Beyond efficacy, one must also consider the practical aspects of consuming such dietary antiplatelets daily. For example, dosing, product form, commercial viability, and cost should also be considered. Finally, reliable markers of platelet activity and blood flow and the techniques thereof need to be further studied.
Platelets become hyperactive in obesity, diabetes, a sedentary lifestyle, or hypertension, and in people who smoke. Platelet hyperreactivity is not merely an inevitable adverse effect of conditions but also a substantial contributing factor that exacerbates most human pathologies [
23,
173,
212]. Recent studies indicate that platelet hyperactivity is not just a biomarker of adverse effects but a condition that requires management. Modulating platelet reactivity towards collagen, ADP, and plasma triglyceride levels by functional foods could be of potential prophylactic and therapeutic benefit in preventing and halting pathologic processes.
An array of extensive basic, mechanistic, compositional, and several human trials testify to the cardio-protective benefits of Fruitflow® [
25,
180,
188,
213]. In addition to Fruitflow®, Kiwifruits have great potential for maintaining normal platelet activity.

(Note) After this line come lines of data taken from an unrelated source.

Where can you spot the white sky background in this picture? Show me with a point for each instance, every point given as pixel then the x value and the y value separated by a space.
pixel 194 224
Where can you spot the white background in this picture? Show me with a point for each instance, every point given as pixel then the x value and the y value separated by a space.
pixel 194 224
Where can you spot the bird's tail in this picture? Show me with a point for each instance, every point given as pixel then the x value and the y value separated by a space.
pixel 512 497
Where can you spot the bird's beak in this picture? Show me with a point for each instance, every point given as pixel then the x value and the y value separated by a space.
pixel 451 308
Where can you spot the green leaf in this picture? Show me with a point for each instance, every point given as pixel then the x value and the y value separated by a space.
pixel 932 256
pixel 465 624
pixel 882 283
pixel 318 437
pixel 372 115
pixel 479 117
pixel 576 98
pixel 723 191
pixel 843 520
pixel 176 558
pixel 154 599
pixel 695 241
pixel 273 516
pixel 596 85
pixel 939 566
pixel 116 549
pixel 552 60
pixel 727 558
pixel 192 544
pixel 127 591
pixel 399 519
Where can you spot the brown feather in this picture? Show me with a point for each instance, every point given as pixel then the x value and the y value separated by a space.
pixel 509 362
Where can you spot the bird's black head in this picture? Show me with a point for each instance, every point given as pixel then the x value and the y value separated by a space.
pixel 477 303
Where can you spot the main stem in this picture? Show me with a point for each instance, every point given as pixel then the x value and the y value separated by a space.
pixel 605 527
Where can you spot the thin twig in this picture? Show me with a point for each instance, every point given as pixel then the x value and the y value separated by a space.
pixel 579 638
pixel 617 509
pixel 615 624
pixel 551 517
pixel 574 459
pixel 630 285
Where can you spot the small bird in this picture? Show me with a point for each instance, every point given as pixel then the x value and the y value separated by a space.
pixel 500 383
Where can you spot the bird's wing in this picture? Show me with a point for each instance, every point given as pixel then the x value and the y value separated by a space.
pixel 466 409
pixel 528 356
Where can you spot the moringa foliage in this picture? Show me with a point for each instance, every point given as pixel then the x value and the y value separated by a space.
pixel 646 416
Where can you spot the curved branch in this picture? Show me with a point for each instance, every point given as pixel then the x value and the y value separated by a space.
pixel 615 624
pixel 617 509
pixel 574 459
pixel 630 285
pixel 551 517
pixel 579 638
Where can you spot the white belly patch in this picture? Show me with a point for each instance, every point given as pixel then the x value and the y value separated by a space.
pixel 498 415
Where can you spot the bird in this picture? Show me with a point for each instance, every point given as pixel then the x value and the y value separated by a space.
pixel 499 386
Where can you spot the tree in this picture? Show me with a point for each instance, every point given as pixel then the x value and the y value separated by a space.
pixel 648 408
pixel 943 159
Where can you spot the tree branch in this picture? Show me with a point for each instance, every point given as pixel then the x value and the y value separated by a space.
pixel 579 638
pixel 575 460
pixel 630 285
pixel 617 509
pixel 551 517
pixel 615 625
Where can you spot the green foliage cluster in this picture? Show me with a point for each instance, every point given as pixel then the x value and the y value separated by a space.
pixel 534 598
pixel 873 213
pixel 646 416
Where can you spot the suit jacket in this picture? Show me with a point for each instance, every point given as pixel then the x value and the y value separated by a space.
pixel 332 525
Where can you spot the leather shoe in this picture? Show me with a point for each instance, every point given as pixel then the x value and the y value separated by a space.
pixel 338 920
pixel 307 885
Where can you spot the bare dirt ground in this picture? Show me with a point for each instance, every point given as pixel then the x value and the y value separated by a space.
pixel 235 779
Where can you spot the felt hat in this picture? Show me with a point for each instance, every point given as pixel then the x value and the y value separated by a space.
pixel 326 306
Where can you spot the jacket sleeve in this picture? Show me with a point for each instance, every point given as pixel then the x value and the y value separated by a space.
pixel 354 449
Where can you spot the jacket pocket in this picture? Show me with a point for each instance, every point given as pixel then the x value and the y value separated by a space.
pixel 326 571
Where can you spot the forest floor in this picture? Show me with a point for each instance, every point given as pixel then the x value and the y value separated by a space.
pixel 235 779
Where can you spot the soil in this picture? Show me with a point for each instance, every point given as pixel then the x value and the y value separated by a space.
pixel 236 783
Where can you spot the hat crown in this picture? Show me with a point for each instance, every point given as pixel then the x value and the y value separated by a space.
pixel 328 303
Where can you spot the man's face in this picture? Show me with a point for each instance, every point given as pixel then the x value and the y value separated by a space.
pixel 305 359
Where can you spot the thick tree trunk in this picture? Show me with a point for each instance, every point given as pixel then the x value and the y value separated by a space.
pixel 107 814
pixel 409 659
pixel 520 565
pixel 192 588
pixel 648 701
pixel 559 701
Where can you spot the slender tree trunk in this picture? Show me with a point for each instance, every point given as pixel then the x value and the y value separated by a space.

It is now recognized that 20–30% of persons experience the so-called aspirin-resistance syndrome, in which the expected antiplatelet effects are not observed [
214]. This finding indicates an advantage of functional foods’ broad antiplatelet activity profile over single-target drugs such as aspirin. Dietary antiplatelet functional foods help provide suitably gentle and safe yet efficacious therapies to improve public health in response to various health challenges involving platelet hyperactivity.